Declarada a Insolvência de X- X Industrial Technologies, SA e junta a lista de créditos reconhecidos e não reconhecidos nos termos do artigo 129º do CIRE, foi a mesma impugnada por vários credores trabalhadores no sentido de lhes ser reconhecido o privilégio imobiliário especial previsto no artigo 333.º, n.º 1, alínea b) do Código do Trabalho sobre o imóvel correspondente a edifício do rés-do-chão e andar destinado a armazém e escritório, sito na mesma morada da insolvente, Rua …, freguesia de …, descrito na competente Conservatória do Registo Predial sob o n.º … e inscrito na respetiva matriz sob o artigo urbano …, por constituir o local de trabalho dos trabalhadores da insolvente.
A esta impugnação não foi apresentada resposta.

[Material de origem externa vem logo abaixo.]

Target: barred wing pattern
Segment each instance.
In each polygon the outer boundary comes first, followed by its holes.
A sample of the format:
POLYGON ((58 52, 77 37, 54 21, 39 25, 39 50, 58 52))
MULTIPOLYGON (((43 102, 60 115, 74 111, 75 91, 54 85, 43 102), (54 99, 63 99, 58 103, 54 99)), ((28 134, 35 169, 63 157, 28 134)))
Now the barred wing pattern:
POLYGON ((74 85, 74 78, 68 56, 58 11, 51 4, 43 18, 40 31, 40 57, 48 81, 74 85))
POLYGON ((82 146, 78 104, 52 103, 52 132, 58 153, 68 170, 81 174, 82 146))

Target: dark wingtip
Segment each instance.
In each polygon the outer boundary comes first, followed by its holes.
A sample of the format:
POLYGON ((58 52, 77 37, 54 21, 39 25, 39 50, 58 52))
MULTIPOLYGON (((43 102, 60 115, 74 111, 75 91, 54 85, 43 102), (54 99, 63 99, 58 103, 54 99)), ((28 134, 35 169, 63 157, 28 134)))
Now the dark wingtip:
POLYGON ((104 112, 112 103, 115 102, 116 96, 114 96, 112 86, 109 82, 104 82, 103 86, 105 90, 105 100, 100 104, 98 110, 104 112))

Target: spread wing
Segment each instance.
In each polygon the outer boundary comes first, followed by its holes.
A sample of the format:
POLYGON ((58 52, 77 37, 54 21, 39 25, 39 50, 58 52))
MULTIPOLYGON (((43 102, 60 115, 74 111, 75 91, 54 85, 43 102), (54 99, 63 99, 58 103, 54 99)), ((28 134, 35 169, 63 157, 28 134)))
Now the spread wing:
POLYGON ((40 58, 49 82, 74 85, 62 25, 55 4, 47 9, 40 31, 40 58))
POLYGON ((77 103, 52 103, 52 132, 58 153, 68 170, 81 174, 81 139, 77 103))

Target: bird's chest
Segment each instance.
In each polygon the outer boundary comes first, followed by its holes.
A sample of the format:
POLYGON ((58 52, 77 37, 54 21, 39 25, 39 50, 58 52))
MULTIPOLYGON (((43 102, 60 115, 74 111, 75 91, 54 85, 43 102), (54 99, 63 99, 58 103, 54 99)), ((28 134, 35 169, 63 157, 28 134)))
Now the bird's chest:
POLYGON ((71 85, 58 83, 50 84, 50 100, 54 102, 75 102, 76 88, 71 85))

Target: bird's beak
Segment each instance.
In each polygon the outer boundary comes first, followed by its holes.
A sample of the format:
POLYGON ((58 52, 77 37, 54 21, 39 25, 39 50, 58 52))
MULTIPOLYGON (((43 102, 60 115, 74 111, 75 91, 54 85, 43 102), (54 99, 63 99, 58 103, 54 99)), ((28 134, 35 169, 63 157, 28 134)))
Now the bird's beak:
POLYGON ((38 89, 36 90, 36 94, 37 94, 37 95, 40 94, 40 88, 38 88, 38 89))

A final foi proferida sentença que, após julgar verificados e reconhecidos os créditos, procedeu à seguinte graduação:
Através do produto do imóvel apreendido para a massa insolvente descrito na CRP de ..., Freguesia de ..., sob o nº …, procede-se ao pagamento dos créditos pela seguinte ordem:
1.º - As dívidas da massa insolvente saem precípuas - artigo 172.°, n.ºs 1 e 2 do C.I.R.E.;
2º- De seguida dar-se-á pagamento ao crédito nº233-b) (privilégio creditório imobiliário especial- IMI);
3º- De seguida dar-se-á pagamento aos créditos nºs 10, 13, 14, 16 a 18, 20, 21, 23, 26, 27, 28, 29, 32, 33, 40, 53, 55, 56, 58, 59, 61, 63, 71, 76, 79, 81 a 84, 96, 99, 108, 111, 121, 140 a 144, 153 a 170, 184 a 186, 189, 192 a 215, 217 a 225, 229, 231, 236, 244, 247 a 249, 250, 251, 253, 254, 256, 268, 270, 274, 279 a 286, 288, 289, 291 a 294, 296, 300, 304, 310 a 312, 318, 329, 331, 333, e 339 (créditos laborais);
4º- De seguida dar-se-á pagamento ao crédito nº 43 (crédito garantido por hipoteca);
5º- De seguida dar-se-á pagamento a parte do crédito nº 135 (privilégios creditórios-contribuições Segurança Social);
6º- De seguida dar-se-á pagamento aos créditos nº 233, c), 233 d), 233 e) e 233, f) (privilégios creditórios AT).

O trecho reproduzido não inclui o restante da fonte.